Competing Human Rights
York University has received a lot of negative media attention because it told a male student who had signed up for an on-line course that he was not required to attend an in-person session because he said his religion precluded him from being physically present with women.
The issue has been framed in the press as a competing rights issue: religious rights vs. gender rights.
What are competing human rights?
A competing human rights situation exists when two or more legally protected rights are in conflict and at least one is based on human rights legislation.
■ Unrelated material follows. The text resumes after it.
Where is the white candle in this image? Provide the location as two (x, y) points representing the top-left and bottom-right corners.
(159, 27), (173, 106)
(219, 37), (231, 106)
How are these conflicts resolved?
The Ontario Human Rights Commission has produced a policy for competing human rights outlining the fundamental legal principles found in the jurisprudence. While this policy does not have the force of law, it is relevant in understanding competing human rights issues. In short, the policy outlines that there is no hierarchy of rights and that each situation will be assessed independently. While all rights should be protected, only situations where an actual burden on a right will trigger a conflict.
In assessing competing rights claims, the Human Rights Tribunal will determine whether a situation involves legitimate rights, how significant the interference with a right is, and whether there are solutions to protect both rights or come close.
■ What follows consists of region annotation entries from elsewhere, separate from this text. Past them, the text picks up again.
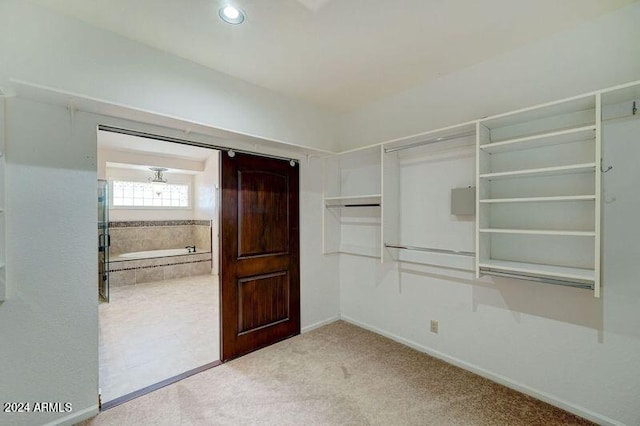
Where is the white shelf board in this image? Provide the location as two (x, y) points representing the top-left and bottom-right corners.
(480, 195), (596, 204)
(480, 163), (596, 180)
(480, 125), (596, 154)
(339, 244), (380, 259)
(324, 194), (382, 201)
(480, 93), (596, 129)
(324, 194), (382, 207)
(479, 228), (596, 237)
(478, 259), (595, 282)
Applying the principles to the York episode
If the male student’s request was denied he could have filed a complaint under the Ontario Human Rights Code (“Code”).
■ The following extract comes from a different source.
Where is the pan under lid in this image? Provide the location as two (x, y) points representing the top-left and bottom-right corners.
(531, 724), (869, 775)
In this case, the competing right could be described as the right of York female students to be free from discrimination while receiving services. However, one must query whether there was an adverse impact on gender rights in this case. The female students registered for the course were able to attend the group session and be evaluated whether the male student attended or not. It is possible that the Tribunal would have found that the right of the female students to be free from discrimination was not even triggered by the situation. A more obvious competing rights scenario was a situation last year where a woman was denied services at a barbershop because the staff believed on religious grounds that they could not touch a woman who was not in their family.
York University may have made the correct decision in law, but it did not anticipate the hue and cry it created. Had York University refused to accommodate the student, then the student would have been forced to decide whether or not to file a complaint under the Code. He would have to prove that he believed his religion precluded him from associating with women and when deciding whether to file a complaint he would have also likely considered what remedy he would have received. In this case, we believe he would have received a nominal monetary award.
If the male student had been denied accommodation and won a case under the Code, would people have thought less of York University? The episode reveals that employers and service providers faced with a competing rights situation like this, are often in a no-win situation. Inevitably, critics will consider one group’s rights to trump another.